Restorative Justice FAQ

What is restorative justice? 

Restorative justice is a philosophy that understands crime and harm as violations of people and relationships. The criminal justice system focuses on what law was broken, who is guilty, and how they should be punished. Restorative justice is concerned about who was impacted, what their needs are, and how to move forward in a good way with one another. Restorative justice is rooted in values of human dignity, right-relationship, healing, accountability, and encounter.

What are restorative practices? 

Restorative practices are formal or informal processes that allow those most directly impacted by a crime (harmed persons, responsible persons, and community members) to determine ways to repair the harm that was done. Strongly influenced by indigenous ways of life, restorative practices such as victim-offender dialogue, community conferencing, and circle process offer practical approaches to building a culture of encounter and accompaniment in the criminal justice system, as well as parish, family, and civic life. These practices are helpful community-building tools, which can be used even when no direct harm is evident.

What does the Catholic Church say about restorative justice? 

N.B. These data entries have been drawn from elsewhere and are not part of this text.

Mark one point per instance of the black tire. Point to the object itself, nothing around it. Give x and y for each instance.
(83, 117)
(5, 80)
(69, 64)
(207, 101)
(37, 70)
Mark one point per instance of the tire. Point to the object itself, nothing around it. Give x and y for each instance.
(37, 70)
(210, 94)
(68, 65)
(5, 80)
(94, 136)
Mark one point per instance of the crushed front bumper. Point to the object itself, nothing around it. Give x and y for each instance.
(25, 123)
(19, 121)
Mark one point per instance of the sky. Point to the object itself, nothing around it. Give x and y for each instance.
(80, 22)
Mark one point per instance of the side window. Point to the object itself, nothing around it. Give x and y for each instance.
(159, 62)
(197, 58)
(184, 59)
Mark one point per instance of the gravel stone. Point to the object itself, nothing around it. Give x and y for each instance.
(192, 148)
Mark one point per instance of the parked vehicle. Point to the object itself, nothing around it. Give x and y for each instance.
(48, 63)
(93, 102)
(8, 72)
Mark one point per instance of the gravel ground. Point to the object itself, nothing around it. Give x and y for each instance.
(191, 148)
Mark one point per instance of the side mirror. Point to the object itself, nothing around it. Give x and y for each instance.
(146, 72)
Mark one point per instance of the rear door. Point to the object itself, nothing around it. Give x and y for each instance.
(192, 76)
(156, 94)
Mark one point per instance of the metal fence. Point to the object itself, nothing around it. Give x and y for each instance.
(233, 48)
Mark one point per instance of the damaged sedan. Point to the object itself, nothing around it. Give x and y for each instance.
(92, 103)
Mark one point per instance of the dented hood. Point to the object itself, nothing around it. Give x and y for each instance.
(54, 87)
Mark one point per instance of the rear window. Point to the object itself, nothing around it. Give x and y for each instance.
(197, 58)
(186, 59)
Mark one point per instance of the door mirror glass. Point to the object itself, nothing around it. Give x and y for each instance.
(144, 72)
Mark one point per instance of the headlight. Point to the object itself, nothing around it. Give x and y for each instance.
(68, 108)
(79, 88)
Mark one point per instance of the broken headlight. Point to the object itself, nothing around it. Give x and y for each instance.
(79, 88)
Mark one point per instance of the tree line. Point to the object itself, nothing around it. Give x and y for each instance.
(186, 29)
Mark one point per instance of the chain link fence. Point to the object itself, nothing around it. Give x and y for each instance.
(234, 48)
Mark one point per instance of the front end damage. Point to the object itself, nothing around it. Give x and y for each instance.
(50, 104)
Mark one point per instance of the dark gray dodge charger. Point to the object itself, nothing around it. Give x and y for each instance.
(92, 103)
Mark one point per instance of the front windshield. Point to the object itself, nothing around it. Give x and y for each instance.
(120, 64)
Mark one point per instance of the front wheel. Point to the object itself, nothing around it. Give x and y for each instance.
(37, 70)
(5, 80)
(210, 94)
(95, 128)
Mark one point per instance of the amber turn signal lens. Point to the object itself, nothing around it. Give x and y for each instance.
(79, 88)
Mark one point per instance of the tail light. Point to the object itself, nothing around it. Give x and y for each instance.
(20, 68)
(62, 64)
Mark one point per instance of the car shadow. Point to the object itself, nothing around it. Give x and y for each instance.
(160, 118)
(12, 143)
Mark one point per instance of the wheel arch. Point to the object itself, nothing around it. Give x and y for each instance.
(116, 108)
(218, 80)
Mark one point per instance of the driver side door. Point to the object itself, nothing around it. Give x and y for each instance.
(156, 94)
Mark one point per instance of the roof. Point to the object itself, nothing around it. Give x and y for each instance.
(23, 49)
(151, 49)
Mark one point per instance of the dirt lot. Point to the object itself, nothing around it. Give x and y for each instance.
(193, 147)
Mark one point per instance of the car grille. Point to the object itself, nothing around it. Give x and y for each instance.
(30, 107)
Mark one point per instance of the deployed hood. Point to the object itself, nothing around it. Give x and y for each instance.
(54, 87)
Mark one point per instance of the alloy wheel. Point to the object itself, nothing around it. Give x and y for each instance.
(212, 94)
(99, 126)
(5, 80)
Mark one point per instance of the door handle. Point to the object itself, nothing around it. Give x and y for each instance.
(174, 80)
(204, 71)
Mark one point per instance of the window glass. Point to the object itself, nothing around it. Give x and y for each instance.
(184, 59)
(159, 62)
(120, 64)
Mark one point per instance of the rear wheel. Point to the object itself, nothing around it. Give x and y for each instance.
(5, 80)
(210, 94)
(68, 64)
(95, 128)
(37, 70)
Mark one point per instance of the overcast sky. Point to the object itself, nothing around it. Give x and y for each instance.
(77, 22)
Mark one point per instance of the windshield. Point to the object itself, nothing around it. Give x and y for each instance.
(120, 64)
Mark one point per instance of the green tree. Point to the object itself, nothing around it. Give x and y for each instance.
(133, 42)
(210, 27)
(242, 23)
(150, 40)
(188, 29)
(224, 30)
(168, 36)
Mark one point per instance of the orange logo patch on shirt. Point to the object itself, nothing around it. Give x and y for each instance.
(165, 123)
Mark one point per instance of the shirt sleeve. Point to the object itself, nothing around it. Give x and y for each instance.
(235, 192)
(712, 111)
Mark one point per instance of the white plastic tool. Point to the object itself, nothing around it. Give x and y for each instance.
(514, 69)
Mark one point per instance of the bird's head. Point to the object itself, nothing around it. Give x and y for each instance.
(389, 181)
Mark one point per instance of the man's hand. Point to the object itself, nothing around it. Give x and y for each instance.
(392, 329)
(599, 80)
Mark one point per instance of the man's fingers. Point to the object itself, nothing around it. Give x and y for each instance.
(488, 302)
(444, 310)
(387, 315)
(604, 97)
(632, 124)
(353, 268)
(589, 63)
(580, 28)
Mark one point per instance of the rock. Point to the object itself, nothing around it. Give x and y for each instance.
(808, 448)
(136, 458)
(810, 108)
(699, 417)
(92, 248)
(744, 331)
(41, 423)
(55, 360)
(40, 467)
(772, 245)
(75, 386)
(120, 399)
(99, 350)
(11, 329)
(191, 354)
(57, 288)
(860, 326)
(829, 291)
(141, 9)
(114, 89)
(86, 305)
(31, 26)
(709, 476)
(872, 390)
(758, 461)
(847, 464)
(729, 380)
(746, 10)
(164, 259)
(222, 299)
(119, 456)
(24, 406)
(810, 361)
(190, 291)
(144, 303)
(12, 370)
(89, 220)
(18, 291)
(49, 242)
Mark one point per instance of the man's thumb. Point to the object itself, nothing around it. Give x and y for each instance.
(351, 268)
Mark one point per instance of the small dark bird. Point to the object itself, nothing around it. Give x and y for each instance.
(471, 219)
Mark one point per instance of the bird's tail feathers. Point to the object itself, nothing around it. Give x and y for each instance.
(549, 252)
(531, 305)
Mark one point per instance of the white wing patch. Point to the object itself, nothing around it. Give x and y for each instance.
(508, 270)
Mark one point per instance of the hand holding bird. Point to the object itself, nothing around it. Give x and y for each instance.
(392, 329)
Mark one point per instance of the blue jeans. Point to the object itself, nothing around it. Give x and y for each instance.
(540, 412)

In 2000, the United States Conference of Catholic Bishops wrote in their pastoral letter Responsibility, Rehabilitation, and Restoration: A Catholic Perspective on Crime and Criminal Justice that “a Catholic approach leads us to encourage models of restorative justice that seek to address crime in terms of the harm done to victims and communities, not simply as a violation of law.” While the Catechism of the Catholic Church does not name “restorative justice” specifically, all seven themes of Catholic Social Tradition are consistent with the principles of restorative justice.